The obstacles getting to the pond, coupled with the distance needed to travel, seem to be too much for turtles. Several years ago my neighbor found a red-eared slider in the middle of the street. She called around to see if anyone was missing their pet but no one was. After a few days of waiting she decided to point him in the direction of the pond. She wanted to show him the way so he would always know how to get back to safety. Maybe because they are instinctively protective of their shell, the turtle always took the path of least resistance which oddly enough, was away from the pond. We had to actually catch the turtle, pick him up and place him at the water’s edge before he excitedly slid into the water.

As humans, we are several feet taller than a turtle so our line of sight is much better than theirs. We could see the best and safest way into the pond from any point in any of our connected yards but not being able to speak turtle, we couldn’t communicate that path to him.

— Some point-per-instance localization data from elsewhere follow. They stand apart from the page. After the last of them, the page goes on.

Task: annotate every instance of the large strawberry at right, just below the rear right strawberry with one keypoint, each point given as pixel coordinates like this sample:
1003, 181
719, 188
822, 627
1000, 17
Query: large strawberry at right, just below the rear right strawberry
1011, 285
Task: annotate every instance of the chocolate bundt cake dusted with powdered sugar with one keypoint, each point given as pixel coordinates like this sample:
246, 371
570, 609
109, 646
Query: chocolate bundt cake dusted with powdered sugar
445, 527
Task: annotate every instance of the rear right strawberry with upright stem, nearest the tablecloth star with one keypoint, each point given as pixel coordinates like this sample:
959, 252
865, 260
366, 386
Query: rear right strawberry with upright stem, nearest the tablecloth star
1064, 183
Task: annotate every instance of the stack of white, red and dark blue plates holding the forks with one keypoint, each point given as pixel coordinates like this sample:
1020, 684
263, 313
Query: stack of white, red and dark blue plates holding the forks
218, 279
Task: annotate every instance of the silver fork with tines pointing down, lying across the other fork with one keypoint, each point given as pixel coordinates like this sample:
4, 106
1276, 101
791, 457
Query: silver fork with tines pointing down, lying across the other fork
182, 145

One turtle couldn’t get there on his own, the other didn’t even know it was there. Neither could safely navigate the obstacles unaided.

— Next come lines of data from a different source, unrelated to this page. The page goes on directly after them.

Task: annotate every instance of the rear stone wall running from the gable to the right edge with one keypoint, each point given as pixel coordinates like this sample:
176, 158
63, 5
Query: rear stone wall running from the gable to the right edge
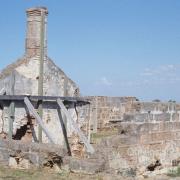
106, 110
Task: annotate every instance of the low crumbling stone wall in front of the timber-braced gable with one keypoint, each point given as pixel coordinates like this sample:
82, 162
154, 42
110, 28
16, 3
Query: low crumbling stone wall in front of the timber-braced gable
17, 154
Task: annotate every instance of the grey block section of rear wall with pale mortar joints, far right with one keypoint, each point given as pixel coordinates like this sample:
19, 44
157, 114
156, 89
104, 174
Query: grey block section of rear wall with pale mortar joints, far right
153, 112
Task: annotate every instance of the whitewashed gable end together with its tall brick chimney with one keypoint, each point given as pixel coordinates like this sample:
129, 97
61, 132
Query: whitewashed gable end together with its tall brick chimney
21, 78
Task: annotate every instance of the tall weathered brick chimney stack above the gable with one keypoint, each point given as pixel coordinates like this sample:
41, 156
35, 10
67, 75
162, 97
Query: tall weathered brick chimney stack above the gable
36, 31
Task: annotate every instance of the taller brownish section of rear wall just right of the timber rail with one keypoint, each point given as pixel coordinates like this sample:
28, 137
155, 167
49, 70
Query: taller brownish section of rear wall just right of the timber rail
104, 110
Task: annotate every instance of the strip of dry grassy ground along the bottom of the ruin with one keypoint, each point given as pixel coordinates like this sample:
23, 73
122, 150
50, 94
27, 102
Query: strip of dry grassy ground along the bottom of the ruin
46, 174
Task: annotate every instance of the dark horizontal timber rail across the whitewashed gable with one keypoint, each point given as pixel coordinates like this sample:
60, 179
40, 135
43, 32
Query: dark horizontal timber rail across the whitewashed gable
79, 101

This experience poses interesting questions to me: Do I sometimes act like a turtle instead of a daughter of God? Am I allowing Him, with His incredibly perfect vantage point that sees all things, to direct my sojourn through this life and bring me home? Or do I take the path of least resistance which seems to always lead away from Him?

Today I have recommitted to totally trust Him to lead me to the safe places I can not yet see…and I am listening.